“Pressure building for a national language,” screams the headline in the ultra-rightist Washington Times. The article summarizes a report by US English, Inc., which tells us that 322 languages are spoken in this country. Of these, 24 are spoken in every state and the District of Columbia.

Though many would find these statistics merely interesting, Rep. Steve King (R-Iowa) finds them threatening. So he has introduced a bill in Congress which would block any use of languages other than English in federal government activities. His argument is that allowing any official status to languages other than English will harm national unity.
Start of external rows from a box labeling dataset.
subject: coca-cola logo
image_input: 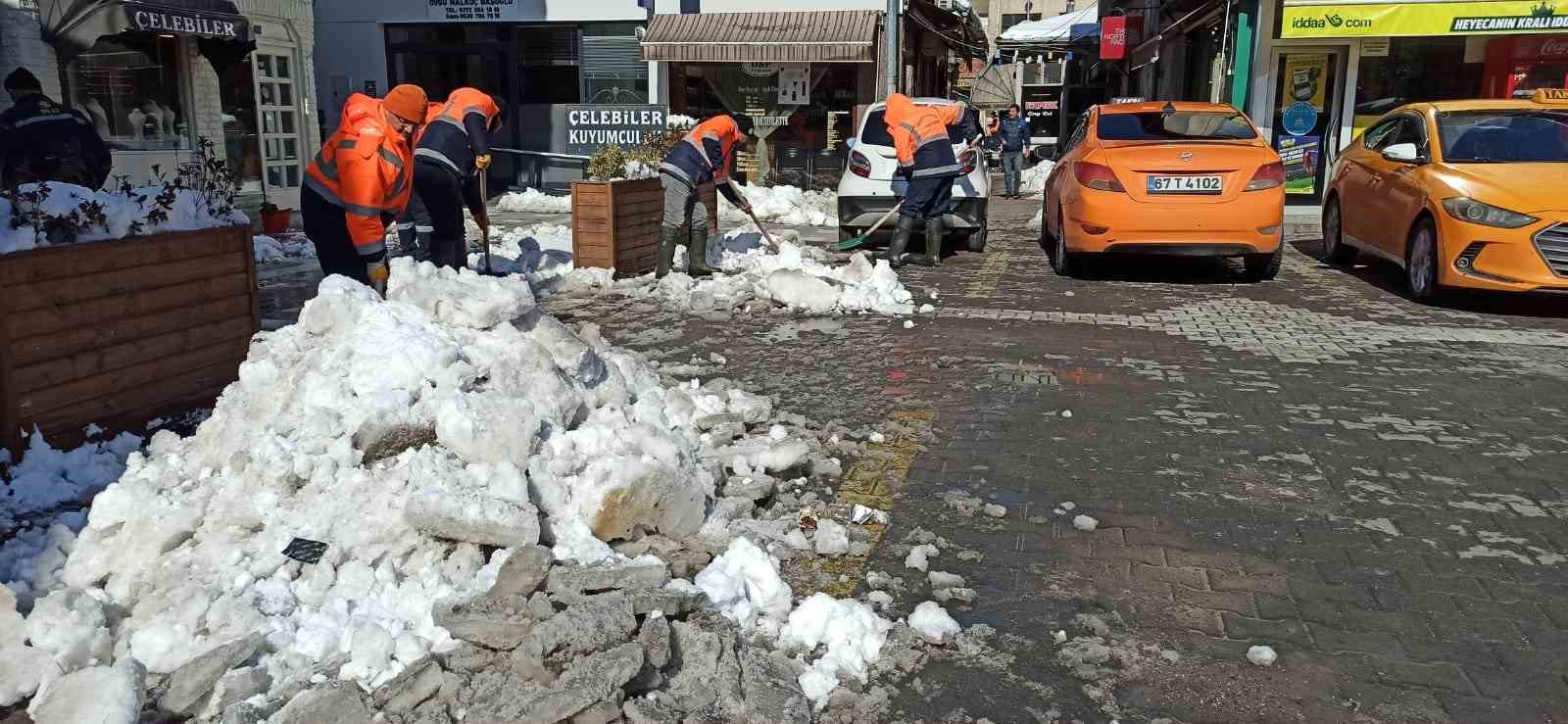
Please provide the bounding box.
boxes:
[1513,37,1568,58]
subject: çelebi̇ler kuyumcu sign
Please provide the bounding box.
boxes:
[1280,0,1568,37]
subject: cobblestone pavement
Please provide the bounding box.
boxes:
[257,191,1568,722]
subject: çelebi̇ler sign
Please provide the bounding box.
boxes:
[130,10,240,41]
[1280,0,1568,37]
[566,105,669,155]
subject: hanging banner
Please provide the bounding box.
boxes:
[1275,136,1320,194]
[1280,53,1330,136]
[1280,0,1568,37]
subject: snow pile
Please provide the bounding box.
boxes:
[1017,162,1055,196]
[10,259,759,704]
[496,188,572,214]
[251,233,316,264]
[779,594,892,710]
[607,227,914,315]
[695,538,794,630]
[0,432,141,609]
[718,183,839,225]
[0,182,251,254]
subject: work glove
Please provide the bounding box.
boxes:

English is far from being the first language spoken in what is now the United States. Some 150 Native American languages, all of which existed here before English, are still spoken. Spanish was spoken in what is now the U.S. Southwest years before the first English settlement at Jamestown.

Rep. King is presumably not worried about the several hundred Native American people near Tama, in his home state, who still speak the Mesquakie or Fox language (plus English), but rather about the thousands of Latino immigrants who have been settling in Iowa.

The “English only” movement claims that having many languages is a potential source of disunity, so you need “official English” to maintain unity. This is asserted without evidence or logic.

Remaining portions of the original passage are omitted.